Most people who work with financial advisors are in a favorable financial position, and when they learn about the HECM program their main objection is the excessively large UFMIP. We have the opportunity to change the cycle from one of decline to one of growth.
Financial advisors will have more and more clients entering into reverse mortgages and will need to become educated on the program. The HECM Saver program aligns with the financial goals of affluent borrowers, and financial advisors will be endorsing the program.
And why wouldn’t they, especially with all the benefits available? Tax benefits, Increased liquidity, growing lifetime line of credit, protection for spouses and heirs, etc.
Shifting public perception
The media often portrays reverse mortgages as loans of last resort. The HECM does attract people in difficult financial situations because those people don’t have other options and they are most likely not to be as concerned with the high UFMIP. The media sees who is attracted to the HECM program and jumps to the conclusion that the program is meant for people in difficult financial situations. The HECM program is meant for all senior homeowners and is a great tool.
By reintroducing this great program and educating financial advisors more people will learn and recommend the reverse mortgage program. With more people obtaining the reverse mortgage out of opportunity instead of necessity, we will reshape the opinion of the product and its many benefits.
This change will take a few years and will lead to a massive increase in acceptance of the reverse mortgage product. At the peak of the HECM market, from about 2007-2009, FHA was endorsing around 110,000 HECMs annually, about twice the volume we saw in 2022. Yet, the population of seniors has increased by approximately 50% in that same timeframe. It is true that there were several factors that contributed to this decline.

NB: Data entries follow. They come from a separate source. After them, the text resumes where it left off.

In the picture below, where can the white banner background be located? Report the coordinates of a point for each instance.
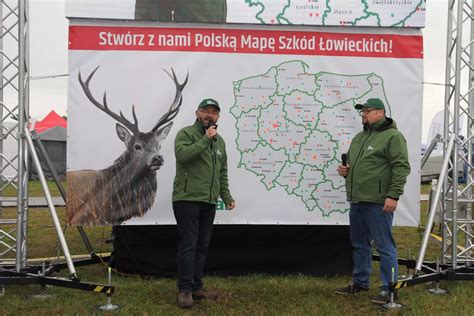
(136, 77)
(393, 13)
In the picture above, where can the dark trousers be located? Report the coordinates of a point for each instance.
(369, 222)
(194, 221)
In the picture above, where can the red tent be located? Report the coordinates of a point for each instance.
(51, 120)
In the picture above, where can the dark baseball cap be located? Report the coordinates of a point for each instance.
(371, 103)
(209, 102)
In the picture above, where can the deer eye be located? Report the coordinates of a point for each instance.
(137, 147)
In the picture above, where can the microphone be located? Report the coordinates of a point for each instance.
(212, 124)
(344, 160)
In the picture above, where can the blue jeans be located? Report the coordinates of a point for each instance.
(194, 221)
(369, 222)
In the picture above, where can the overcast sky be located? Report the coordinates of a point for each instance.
(48, 56)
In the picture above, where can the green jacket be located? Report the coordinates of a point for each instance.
(211, 11)
(201, 167)
(378, 161)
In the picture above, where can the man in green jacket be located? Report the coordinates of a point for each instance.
(201, 177)
(376, 172)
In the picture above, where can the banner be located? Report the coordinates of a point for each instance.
(378, 13)
(287, 100)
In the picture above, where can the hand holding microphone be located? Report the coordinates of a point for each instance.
(211, 131)
(343, 169)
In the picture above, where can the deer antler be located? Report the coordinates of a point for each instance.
(133, 127)
(178, 99)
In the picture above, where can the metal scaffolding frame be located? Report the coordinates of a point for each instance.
(14, 101)
(14, 106)
(457, 222)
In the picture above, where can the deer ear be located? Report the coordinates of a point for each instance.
(123, 133)
(163, 132)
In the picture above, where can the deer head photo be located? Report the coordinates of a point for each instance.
(127, 188)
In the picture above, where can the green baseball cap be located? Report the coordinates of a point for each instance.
(209, 102)
(371, 103)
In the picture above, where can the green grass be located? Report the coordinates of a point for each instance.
(254, 294)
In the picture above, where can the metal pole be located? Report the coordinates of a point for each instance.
(450, 45)
(454, 153)
(50, 166)
(429, 224)
(429, 150)
(49, 200)
(22, 194)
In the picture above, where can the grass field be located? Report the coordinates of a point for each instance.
(254, 294)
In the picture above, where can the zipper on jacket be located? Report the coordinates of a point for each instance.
(185, 182)
(213, 171)
(355, 161)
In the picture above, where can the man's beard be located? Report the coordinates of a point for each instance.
(207, 122)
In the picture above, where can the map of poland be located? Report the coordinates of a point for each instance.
(292, 127)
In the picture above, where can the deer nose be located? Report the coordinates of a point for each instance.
(157, 160)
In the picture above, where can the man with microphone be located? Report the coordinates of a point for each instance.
(375, 168)
(201, 177)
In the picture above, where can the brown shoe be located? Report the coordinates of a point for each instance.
(185, 300)
(205, 295)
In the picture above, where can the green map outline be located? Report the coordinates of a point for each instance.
(263, 143)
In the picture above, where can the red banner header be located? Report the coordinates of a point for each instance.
(243, 41)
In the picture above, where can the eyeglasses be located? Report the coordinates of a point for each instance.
(365, 111)
(210, 112)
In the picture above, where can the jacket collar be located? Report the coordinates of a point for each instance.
(381, 125)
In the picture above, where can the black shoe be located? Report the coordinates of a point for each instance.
(351, 289)
(185, 300)
(383, 297)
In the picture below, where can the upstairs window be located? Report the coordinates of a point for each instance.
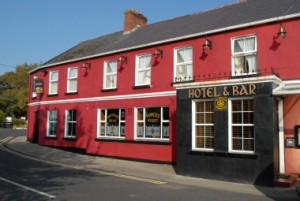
(183, 64)
(143, 70)
(110, 74)
(70, 129)
(53, 82)
(244, 55)
(51, 123)
(72, 80)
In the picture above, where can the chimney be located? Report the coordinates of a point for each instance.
(132, 20)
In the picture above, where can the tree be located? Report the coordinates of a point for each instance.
(14, 91)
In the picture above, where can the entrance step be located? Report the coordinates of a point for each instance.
(286, 180)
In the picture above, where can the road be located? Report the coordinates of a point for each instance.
(25, 179)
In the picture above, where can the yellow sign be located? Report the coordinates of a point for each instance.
(221, 103)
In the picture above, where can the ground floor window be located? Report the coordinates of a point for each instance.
(51, 123)
(70, 128)
(152, 123)
(241, 125)
(111, 123)
(203, 121)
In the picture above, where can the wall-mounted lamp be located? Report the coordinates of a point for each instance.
(207, 44)
(86, 65)
(44, 71)
(158, 52)
(122, 60)
(282, 31)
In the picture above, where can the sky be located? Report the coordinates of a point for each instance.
(34, 31)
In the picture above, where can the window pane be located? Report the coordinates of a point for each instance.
(153, 122)
(73, 73)
(238, 45)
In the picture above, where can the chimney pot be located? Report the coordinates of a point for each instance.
(132, 20)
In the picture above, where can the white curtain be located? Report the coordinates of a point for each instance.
(53, 82)
(72, 79)
(144, 75)
(184, 63)
(111, 74)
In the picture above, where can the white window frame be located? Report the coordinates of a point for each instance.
(189, 71)
(230, 125)
(111, 75)
(34, 94)
(73, 135)
(243, 54)
(139, 70)
(53, 82)
(72, 78)
(104, 129)
(50, 121)
(194, 141)
(164, 134)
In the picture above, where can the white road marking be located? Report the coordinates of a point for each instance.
(28, 188)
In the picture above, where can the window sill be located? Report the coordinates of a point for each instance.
(237, 76)
(110, 139)
(106, 90)
(70, 138)
(142, 86)
(181, 82)
(123, 140)
(51, 137)
(71, 93)
(223, 154)
(153, 141)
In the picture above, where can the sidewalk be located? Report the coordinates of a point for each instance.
(160, 172)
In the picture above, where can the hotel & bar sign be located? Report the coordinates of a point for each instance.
(222, 91)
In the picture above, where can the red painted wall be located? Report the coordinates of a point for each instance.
(291, 119)
(214, 64)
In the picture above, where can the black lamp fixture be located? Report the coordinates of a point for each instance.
(158, 52)
(207, 43)
(122, 59)
(282, 31)
(86, 65)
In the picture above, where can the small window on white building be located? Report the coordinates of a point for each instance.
(53, 82)
(72, 80)
(110, 74)
(244, 56)
(183, 64)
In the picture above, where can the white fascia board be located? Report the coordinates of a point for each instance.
(239, 26)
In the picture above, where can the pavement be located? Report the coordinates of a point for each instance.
(142, 171)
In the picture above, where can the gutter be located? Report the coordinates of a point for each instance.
(239, 26)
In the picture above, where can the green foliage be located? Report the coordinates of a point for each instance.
(14, 91)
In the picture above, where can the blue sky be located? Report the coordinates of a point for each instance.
(34, 31)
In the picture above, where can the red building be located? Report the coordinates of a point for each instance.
(216, 92)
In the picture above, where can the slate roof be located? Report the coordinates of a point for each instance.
(232, 16)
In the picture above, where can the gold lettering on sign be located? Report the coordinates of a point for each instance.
(252, 88)
(213, 92)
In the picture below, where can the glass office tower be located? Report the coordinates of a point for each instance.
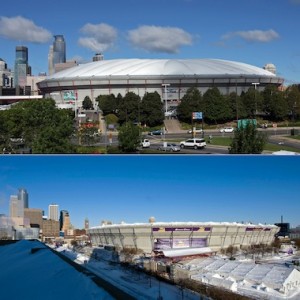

The truth is still that we have a life-changing product greatly underutilized simply because of its perception. The industry volume should be closer to 200,000 units annually, and this can be achieved with the reintroduction of the HECM Saver.
Increasing popularity and accessibility
Getting wealthy people to use the program, educating financial advisors, and changing public perception is a great long-term strategy that the HECM Saver program plays well into. However, there is an immediate result in reintroducing the HECM saver and that is the options provided to the current senior population searching for the program but turned off explicitly because of that upfront cost.
More choices equal more consumers. This would be available for those with the extra equity to qualify with a reduced principal limit factor, and this may be the one thing that can tip the scales for many homeowners wanting the program.
The reintroduction of the HECM Saver program has the potential to significantly increase the popularity of reverse mortgages among a wider audience. With lower UFMIP, more homeowners will be encouraged to explore the benefits of utilizing their home equity. This increased accessibility will enable borrowers to leverage their housing wealth more effectively, contributing to improved retirement planning and financial stability.
The math for FHA
FHA risk is reduced with lower Principal Limit Factors. In order for FHA to consider a lower UFMIP option the FHA would have to reduce their risk and exposure.
● Expected Rate of 6.18% ● PL Factor 0.351
● $700,000 home value ● PL = $245,700
● UFMIP $14,000
Proposed HECM Saver:
● Expected Rate of 6.18% ● PL Factor 0.316
● $700,000 home value ● PL = $221,200
● UFMIP $70
This change has a profound long-term risk reduction to FHA, resulting in a loan balance of about 10% lower after 20 years and justifies a lower UFMIP fee.
Over a 20-year time frame, a reduction of just 3.5% of the principal limit upfront saves FHA $92,000 of risk, or about 10% of the loan amount.
This column does not necessarily reflect the opinion of Reverse Mortgage Daily and its owners.